India’s Supreme Court has ordered the federal government to come up with a plan to combat toxic air pollution so thick that it’s being described as “beyond measurable limits.” The government has 48 hours to respond. A recent UNICEF report found 600,000 children under five die of air pollution every year, with about a third of the world’s at-risk children living in northern India and surrounding countries.
In North Dakota, the company building the Dakota Access pipeline says it is preparing to drill beneath Lake Oahe on the Missouri River within two weeks, even though the U.S. Army Corps of Engineers has not granted a permit. The announcement shocked and infuriated opponents of the $3.8 billion pipeline, which has faced months of resistance from the Standing Rock Sioux Tribe along with representatives of over 200 other indigenous tribes and non-Native allies. Opponents, who call themselves “water protectors,” say they were promised by an Army Corps of Engineers official that the Dakota Access pipeline would be delayed by at least 30 days, should the Obama administration agree to a permit. But pipeline builder Energy Transfer Partners said Tuesday the Army Corps was mistaken when it said the company had agreed to slow construction. The announcement came one week after President Obama said the Army Corps was looking at a possible “reroute” of the pipeline.
And in Puerto Rico, activists took to the streets for an Election Day protest against a federally appointed oversight control board with sweeping powers to run Puerto Rico’s economy. Jocelyn Velázquez of the Promises Are Over movement helped organize the protest.

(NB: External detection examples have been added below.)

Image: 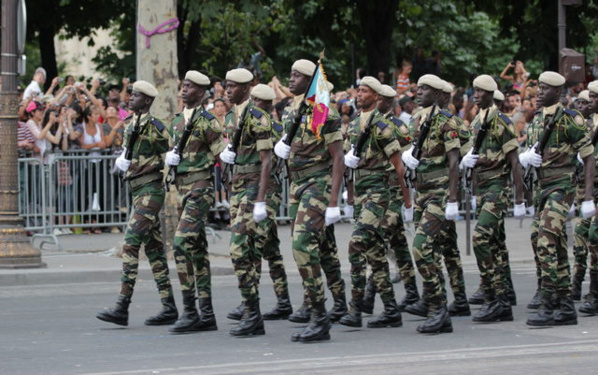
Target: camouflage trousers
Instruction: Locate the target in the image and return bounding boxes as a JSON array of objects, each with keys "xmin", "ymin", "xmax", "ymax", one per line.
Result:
[
  {"xmin": 473, "ymin": 185, "xmax": 510, "ymax": 295},
  {"xmin": 255, "ymin": 191, "xmax": 289, "ymax": 298},
  {"xmin": 120, "ymin": 181, "xmax": 172, "ymax": 298},
  {"xmin": 531, "ymin": 186, "xmax": 574, "ymax": 296},
  {"xmin": 382, "ymin": 186, "xmax": 415, "ymax": 284},
  {"xmin": 230, "ymin": 186, "xmax": 268, "ymax": 301},
  {"xmin": 412, "ymin": 185, "xmax": 450, "ymax": 312},
  {"xmin": 173, "ymin": 186, "xmax": 214, "ymax": 298},
  {"xmin": 349, "ymin": 186, "xmax": 395, "ymax": 304},
  {"xmin": 289, "ymin": 174, "xmax": 332, "ymax": 305}
]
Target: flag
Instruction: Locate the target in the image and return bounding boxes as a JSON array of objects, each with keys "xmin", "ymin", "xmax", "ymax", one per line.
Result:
[{"xmin": 305, "ymin": 62, "xmax": 330, "ymax": 139}]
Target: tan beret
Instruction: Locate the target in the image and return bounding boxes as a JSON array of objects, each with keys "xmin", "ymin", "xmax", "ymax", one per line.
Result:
[
  {"xmin": 576, "ymin": 90, "xmax": 590, "ymax": 102},
  {"xmin": 538, "ymin": 71, "xmax": 565, "ymax": 87},
  {"xmin": 251, "ymin": 83, "xmax": 276, "ymax": 100},
  {"xmin": 359, "ymin": 76, "xmax": 382, "ymax": 94},
  {"xmin": 291, "ymin": 59, "xmax": 316, "ymax": 77},
  {"xmin": 226, "ymin": 68, "xmax": 253, "ymax": 83},
  {"xmin": 417, "ymin": 74, "xmax": 444, "ymax": 90},
  {"xmin": 494, "ymin": 90, "xmax": 505, "ymax": 102},
  {"xmin": 185, "ymin": 70, "xmax": 210, "ymax": 86},
  {"xmin": 133, "ymin": 81, "xmax": 158, "ymax": 98},
  {"xmin": 588, "ymin": 81, "xmax": 598, "ymax": 94},
  {"xmin": 378, "ymin": 85, "xmax": 397, "ymax": 98}
]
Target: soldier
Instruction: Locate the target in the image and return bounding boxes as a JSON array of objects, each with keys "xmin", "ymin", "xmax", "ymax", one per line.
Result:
[
  {"xmin": 339, "ymin": 76, "xmax": 411, "ymax": 328},
  {"xmin": 459, "ymin": 74, "xmax": 525, "ymax": 322},
  {"xmin": 165, "ymin": 70, "xmax": 226, "ymax": 334},
  {"xmin": 220, "ymin": 68, "xmax": 273, "ymax": 336},
  {"xmin": 402, "ymin": 74, "xmax": 461, "ymax": 333},
  {"xmin": 274, "ymin": 60, "xmax": 344, "ymax": 342},
  {"xmin": 519, "ymin": 71, "xmax": 596, "ymax": 326},
  {"xmin": 96, "ymin": 80, "xmax": 178, "ymax": 326},
  {"xmin": 361, "ymin": 85, "xmax": 419, "ymax": 314}
]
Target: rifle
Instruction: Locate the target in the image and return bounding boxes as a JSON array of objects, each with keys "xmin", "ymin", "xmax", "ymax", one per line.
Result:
[
  {"xmin": 164, "ymin": 106, "xmax": 199, "ymax": 191},
  {"xmin": 465, "ymin": 108, "xmax": 490, "ymax": 195},
  {"xmin": 221, "ymin": 104, "xmax": 249, "ymax": 186},
  {"xmin": 523, "ymin": 106, "xmax": 564, "ymax": 191},
  {"xmin": 406, "ymin": 104, "xmax": 437, "ymax": 186}
]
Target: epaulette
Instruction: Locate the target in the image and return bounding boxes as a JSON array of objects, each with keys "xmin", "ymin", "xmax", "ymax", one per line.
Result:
[
  {"xmin": 249, "ymin": 108, "xmax": 264, "ymax": 118},
  {"xmin": 150, "ymin": 117, "xmax": 164, "ymax": 132},
  {"xmin": 272, "ymin": 121, "xmax": 283, "ymax": 133}
]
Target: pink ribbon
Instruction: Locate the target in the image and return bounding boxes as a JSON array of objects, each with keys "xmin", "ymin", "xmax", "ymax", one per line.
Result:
[{"xmin": 137, "ymin": 18, "xmax": 179, "ymax": 48}]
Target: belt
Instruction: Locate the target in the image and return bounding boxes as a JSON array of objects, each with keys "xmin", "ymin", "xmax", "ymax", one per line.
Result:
[
  {"xmin": 417, "ymin": 168, "xmax": 449, "ymax": 184},
  {"xmin": 127, "ymin": 173, "xmax": 162, "ymax": 190},
  {"xmin": 174, "ymin": 171, "xmax": 212, "ymax": 188},
  {"xmin": 291, "ymin": 163, "xmax": 332, "ymax": 181},
  {"xmin": 233, "ymin": 164, "xmax": 262, "ymax": 174}
]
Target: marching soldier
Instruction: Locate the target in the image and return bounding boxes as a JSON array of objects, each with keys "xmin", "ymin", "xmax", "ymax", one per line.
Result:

Jocelyn Velázquez: “Today we celebrate the elections in Puerto Rico, and it is a futile exercise, because there is an oversight control board imposed by the United States government that is going to take the transcendental decisions about our future. It was indispensable not only to take this demand to the national level, but take it to the international level, too. In Puerto Rico, there is no democracy and no participation. The electoral exercise is simply a pantomime of what a democracy is.”
On Tuesday, Puerto Ricans elected Ricardo Rosselló of the New Progressive Party as governor. Rosselló is a conservative who strongly favors U.S. statehood for Puerto Rico.